Много времени утекло. Месяц. Событий накопилось множество, а писать не хочется. От Маруськи я ушёл. Старая. Поначалу она была в шоке, но шок у неё прошёл, когда я её загнул буквой «зю» и сделал то, что любил в молодости. Кувыркался с нею всю ночь. Она от такого восторга всё перепутала. Меня не узнаёт и говорит, что я сын Якова. Яков, сволочь, обманул её, что одинокий. Теперь она видит, что у Якова есть сын. Да такой красавец. Ещё бы. В зеркало глянь – и оторопь берёт. Сорокалетний мужик – не старше! – смотрит на меня и лыбится.

Сходил к врачу. Сел в кресло напротив, а парень глаза сделал, как чайные блюдца, и рот открыл, словно марсианина увидел. Говорит: «Вы сын Якова Владимировича?» Пришлось сказать, что да. Сын. Старший. Приехал погостить, а заодно и проверить свой биологический паспорт. Еле успокоил парня. Нахвалил его. С три короба наговорил и успокоил. Иначе быть беде. Приборы выдали сенсацию. Мне максимум 40 лет. Вот это и потрясло. Вышел я из поликлиники, сел на ледяную скамейку, а холода не чую. Догадка поразила меня. Как я раньше-то не допетрил? Каждый месяц мой возраст убавляется на 10–12 лет. Таким темпом я через год превращусь в грудного ребёнка. Но этого не может быть, а оно есть. Зеркало не обманешь, приборы тоже. Соседей и врачей можно обмануть. Сказать, что сын, поверят. Самому-то как жить после этого? Получается, мне и жить-то осталось совсем немного. Пришлось вспомнить молодость. Детский дом и себя в нём. Так вот, первые воспоминания, это когда мне было 5 лет.

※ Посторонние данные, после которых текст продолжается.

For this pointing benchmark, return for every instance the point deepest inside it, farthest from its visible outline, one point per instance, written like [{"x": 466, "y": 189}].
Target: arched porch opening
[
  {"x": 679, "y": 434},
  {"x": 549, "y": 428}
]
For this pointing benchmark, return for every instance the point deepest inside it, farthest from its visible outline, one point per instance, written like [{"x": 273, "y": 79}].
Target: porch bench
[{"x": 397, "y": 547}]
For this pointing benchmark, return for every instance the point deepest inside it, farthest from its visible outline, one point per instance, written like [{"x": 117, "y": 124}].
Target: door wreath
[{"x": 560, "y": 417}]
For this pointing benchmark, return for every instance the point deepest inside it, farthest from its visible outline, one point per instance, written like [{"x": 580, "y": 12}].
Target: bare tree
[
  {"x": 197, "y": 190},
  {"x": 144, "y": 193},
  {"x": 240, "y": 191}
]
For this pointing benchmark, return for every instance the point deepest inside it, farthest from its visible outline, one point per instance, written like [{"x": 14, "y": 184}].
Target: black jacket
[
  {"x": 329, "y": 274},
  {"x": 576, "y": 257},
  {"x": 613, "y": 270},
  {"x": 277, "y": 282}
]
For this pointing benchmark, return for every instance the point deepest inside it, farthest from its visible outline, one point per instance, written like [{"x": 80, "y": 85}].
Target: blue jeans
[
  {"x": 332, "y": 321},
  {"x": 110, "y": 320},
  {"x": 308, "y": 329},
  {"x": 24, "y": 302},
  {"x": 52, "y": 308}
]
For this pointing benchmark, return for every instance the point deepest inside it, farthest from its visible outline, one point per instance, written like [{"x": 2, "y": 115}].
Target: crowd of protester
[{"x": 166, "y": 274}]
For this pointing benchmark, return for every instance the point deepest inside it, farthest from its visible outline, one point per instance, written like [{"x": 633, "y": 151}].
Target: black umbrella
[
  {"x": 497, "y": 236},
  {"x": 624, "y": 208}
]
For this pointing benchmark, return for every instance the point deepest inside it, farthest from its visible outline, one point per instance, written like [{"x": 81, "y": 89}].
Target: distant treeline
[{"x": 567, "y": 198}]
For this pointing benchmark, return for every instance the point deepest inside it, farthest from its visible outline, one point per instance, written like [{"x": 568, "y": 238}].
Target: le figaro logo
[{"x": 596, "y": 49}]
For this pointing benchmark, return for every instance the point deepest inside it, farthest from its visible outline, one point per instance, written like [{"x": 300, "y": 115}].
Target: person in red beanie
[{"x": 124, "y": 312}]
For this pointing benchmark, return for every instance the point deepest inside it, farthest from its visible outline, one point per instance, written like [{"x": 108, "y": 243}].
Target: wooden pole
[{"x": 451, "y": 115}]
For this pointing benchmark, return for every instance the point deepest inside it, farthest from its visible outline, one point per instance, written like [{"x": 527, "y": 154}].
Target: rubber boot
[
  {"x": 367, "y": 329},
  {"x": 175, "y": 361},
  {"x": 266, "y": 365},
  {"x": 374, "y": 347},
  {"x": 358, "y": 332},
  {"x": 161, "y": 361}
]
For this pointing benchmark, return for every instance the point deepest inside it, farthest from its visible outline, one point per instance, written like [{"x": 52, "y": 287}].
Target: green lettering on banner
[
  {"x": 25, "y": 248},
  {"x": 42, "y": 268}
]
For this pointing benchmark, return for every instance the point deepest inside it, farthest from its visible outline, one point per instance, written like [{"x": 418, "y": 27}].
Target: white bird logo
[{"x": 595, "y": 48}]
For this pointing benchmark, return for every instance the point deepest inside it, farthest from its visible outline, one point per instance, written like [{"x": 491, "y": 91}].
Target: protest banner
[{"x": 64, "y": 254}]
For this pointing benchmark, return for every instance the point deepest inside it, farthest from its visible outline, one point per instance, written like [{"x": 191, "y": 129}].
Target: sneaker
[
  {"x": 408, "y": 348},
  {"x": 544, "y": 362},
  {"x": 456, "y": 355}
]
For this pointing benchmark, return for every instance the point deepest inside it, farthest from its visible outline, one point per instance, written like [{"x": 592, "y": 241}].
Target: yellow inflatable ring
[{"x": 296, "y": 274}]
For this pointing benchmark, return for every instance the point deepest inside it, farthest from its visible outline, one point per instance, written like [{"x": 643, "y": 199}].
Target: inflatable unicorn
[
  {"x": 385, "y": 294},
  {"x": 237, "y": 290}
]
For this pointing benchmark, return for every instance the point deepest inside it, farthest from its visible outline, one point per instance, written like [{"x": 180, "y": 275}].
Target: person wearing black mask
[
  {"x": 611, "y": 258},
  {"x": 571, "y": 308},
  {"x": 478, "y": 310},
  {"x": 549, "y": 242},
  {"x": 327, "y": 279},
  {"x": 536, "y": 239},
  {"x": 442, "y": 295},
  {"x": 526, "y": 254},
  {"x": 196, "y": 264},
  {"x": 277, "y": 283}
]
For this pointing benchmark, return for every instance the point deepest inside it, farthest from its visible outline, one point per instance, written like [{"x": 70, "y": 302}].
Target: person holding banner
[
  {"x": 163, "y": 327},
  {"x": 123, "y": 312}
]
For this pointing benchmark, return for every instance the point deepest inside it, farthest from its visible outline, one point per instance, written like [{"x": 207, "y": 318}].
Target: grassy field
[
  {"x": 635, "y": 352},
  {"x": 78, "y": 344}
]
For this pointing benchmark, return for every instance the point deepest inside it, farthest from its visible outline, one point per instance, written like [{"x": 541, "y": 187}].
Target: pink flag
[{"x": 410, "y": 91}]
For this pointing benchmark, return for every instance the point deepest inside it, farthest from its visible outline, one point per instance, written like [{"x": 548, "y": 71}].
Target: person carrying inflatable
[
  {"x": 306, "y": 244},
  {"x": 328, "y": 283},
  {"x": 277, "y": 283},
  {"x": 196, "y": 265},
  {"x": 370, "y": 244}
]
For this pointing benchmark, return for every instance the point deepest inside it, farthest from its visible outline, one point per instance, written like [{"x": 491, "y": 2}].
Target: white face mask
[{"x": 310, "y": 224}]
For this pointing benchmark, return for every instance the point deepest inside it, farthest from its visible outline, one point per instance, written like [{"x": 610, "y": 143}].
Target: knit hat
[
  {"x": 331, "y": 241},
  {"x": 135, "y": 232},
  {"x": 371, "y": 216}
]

Хорошо помню: дали конфету шоколадную. Весь измазался. Растаяла она. Тепло так было. Значит, если я буду молодеть так быстро, то и рост мой уменьшится. Не может быть! Такого в природе не существует. К старости человек уменьшается в росте, но этому есть объяснение. Читал в журнале «Здоровье», что ссыхаются межпозвоночные то ли хрящи, то ли диски, и человек уменьшается в росте, но чтобы до пелёнок. Не может быть…

Молодею, а радости нет. Проклятый Иван! Старый чёрт. Придумать такие таблетки и не подумать о тормозах. Сказал бы: прими одну таблетку или хотя бы три. Так ведь нет, сказал: прими все семь. Теперь качусь по наклонной и не знаю, когда остановлюсь. Может, в храм сходить, Богу помолиться? Попросить его остановить омоложение? Затормозить. Сорок лет – это самое то. В сорок лет я был орёл. Все трудности по боку. Бригада гремела по Союзу. Президиум, депутаты, первые секретари КПСС. Машина к подъезду. Новая квартира. Вот были времена. Жена молодая, красивая. Денег не считал. Зарабатывал хорошо плюс премия каждый месяц. Теперь об этом только мечтать приходится. Тело поёт. Жить хочется. Творить. К тискам, в цех, к ребятам. Руки горят по работе. Но куда пойдёшь? Паспорт менять – кто поймёт? Сказать, что потерял, и получить новый, – не получится. Если я Яков Владимирович Намедни, то мне 81 год. Если сын, то где метрика? Неужели придётся документы подделывать? А Маруська дура. Только одно на уме – деньги. Для неё всё остальное пустяк. Правильно. Её песня спета. Что взять с бабы в пятьдесят с гаком лет? Она уже почти старуха. Тело дряблое. Груди нет. Одни воспоминания. Надо искать молодую, стройную, красивую.